RFC: min/max/abs IR intrinsics
james at jamesmolloy.co.uk
Sun Apr 26 02:15:36 PDT 2015
On Sun, 26 Apr 2015 at 05:10 Gerolf Hoflehner <ghoflehner at apple.com> wrote:
> Please see below.
> On Apr 25, 2015, at 1:44 AM, James Molloy <james at jamesmolloy.co.uk> wrote:
> I've also previously gone down the lines of a target-isel approach and had
> a patch that pretty much worked. I'll explain why I now think this is
> better done early in the IR. I should say though that I could be convinced
> to go back to the target-isel approach if there are better reasons :)
> I’m more curious to hear about your arguments and in particular what
> performance headroom you foresee. One of our CPU architects had pointed out
> that we could generate smax/umax etc., which took me longer than it should
> have. So I thought about doing it at a higher level also, looked around,
> looked again, scratched my head and relatively quickly talked myself into
> something like 'lot of work, little headroom, target level support good
> enough' :-)
The performance improvements I see and the rationale for this is where you
have multiple mins/maxs in series. Several benchmarks I have such as image
filters use min/max to implement clamp(); obviously image filters tend to
be very small so every extra instruction counts. Similarly another image
filter uses a ternary min (min(a,b,c)), which ends up as min/min. That
currently doesn't get matched either.
I can see min/max reductions as being easier to identify (and either
vectorize or reassociate, both having big speedup potential). Finally and
perhaps the biggest headroom is in saturation. Matching the idiom clamp(x,
0, 255), you can generate a VQMOV. Even better, if the datatype is then
shrunk as it often is after such a clamp, you end up with one VQMOVN.
That's 5 instructions -> 1 instruction.
Obviously the effect this would have depends on the domain - image filters
(such as sharpen from Geekbench) are where this is really going to give
dividends. But even for non-image-filters, there's still a hygiene factor
where we really should be generating the right thing even if we don't get a
massive performance boost.
> 1. Matching min/max patterns can be awkward in the presence of constants.
> Consider the idiomatic max(x, 0) with a conversion after it:
> %1 = fcmp ogt float 0.0, float %x
> %2 = select i1 %1, float %x, float 0.0
> %3 = fptoui float %2 to i32
> InstCombine will push the fptoui up:
> %1 = fcmp ogt float 0.0, float %x
> %2 = fptoui float %x to i32
> %3 = select i1 %1, i32 %2, i32 0
> Now, you have a much more complex pattern to match. You have to identify
> that "i32 0" is the same as "float 0.0" with "fptoui" applied to it. This
> gets even more complex when you have nested mins and maxes, for example in
> "clamp(x, 0, 255)". It was this that I was having difficulty efficiently
> and reliably matching at the ISel level, and what convinced me to move
> higher up the pipe where at least testing was easier.
> Now actually, we can do even better in IR and move further still up the
> pipe, and run before InstCombine.

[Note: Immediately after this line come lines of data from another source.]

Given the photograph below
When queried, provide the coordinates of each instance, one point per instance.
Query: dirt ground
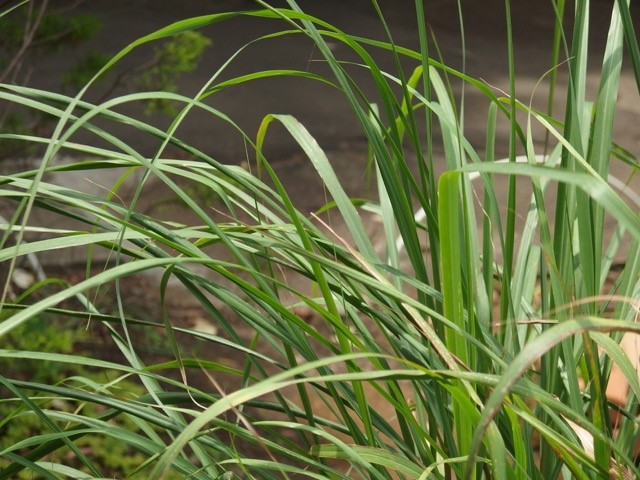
(321, 109)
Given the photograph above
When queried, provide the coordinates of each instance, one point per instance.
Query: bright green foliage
(459, 352)
(109, 454)
(173, 59)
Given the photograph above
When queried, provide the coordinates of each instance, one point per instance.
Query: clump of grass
(461, 390)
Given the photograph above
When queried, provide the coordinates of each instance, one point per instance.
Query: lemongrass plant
(408, 371)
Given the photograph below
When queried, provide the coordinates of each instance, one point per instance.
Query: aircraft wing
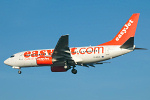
(62, 52)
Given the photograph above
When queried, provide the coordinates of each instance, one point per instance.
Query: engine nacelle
(58, 69)
(44, 61)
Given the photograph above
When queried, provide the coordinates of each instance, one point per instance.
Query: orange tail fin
(127, 31)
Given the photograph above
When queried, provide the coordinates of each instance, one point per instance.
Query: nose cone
(7, 62)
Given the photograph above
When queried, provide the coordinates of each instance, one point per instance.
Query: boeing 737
(62, 58)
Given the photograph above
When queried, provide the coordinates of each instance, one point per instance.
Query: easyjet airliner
(62, 58)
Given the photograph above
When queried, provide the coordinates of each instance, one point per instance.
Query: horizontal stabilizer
(140, 49)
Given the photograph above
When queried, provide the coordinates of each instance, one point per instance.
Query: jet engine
(44, 61)
(58, 69)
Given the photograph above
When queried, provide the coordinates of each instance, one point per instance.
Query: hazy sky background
(38, 24)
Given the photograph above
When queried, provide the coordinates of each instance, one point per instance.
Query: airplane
(62, 58)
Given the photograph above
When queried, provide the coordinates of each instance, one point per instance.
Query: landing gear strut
(19, 72)
(74, 71)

Then, we don't need any complex matching
> at all and everything is simpler.
> I think of this as short-coming of inst combine. It could convert the
> float to int before the cmp resulting in int cmp/select. Since this an
> example for fp -> int conversion, here is another thought: It seems that
> this fmin/max -> imin/max conversion is always the right thing to do, and
> the IR level is appropriate, but in some cases that depends on the HW. For
> example, if there are two instances of that pattern one might want to
> convert one to fp and one to int so both can execute in parallel (assuming
> the HW provides the proper resources).
Yes, I think that's right, and I was going to control this with a target
hook. I'm seriously considering whether my pass might not be better written
as an instcombine rather than a standalone pass... haven't come to any
> The issue with complex pattern recognition at the ISEL level: does this
> point to a general weakness that also effect over pattern, or is this an
> isolated instance min/max at IR level will take care of?

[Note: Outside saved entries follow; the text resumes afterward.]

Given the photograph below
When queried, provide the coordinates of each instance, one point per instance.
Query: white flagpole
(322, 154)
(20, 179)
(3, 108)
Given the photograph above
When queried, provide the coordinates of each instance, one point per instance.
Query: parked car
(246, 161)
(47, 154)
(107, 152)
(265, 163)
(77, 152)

> I think it's generally that while there are one or two patterns you'd need
to match at IR level, because there are more, specialized SDAG nodes the
problem becomes larger at that point. Also, it just stands to reason that
if you have a hard-to-match sequence, the longer you keep it around
unmatched the higher the likelihood of it being destroyed when you want to
> 2. As I've mentioned, this approach allows anything using the cost model
> to be more accurate. This currently is just the vectorizers but I see other
> users coming along soon like loop distribution and loop fusion.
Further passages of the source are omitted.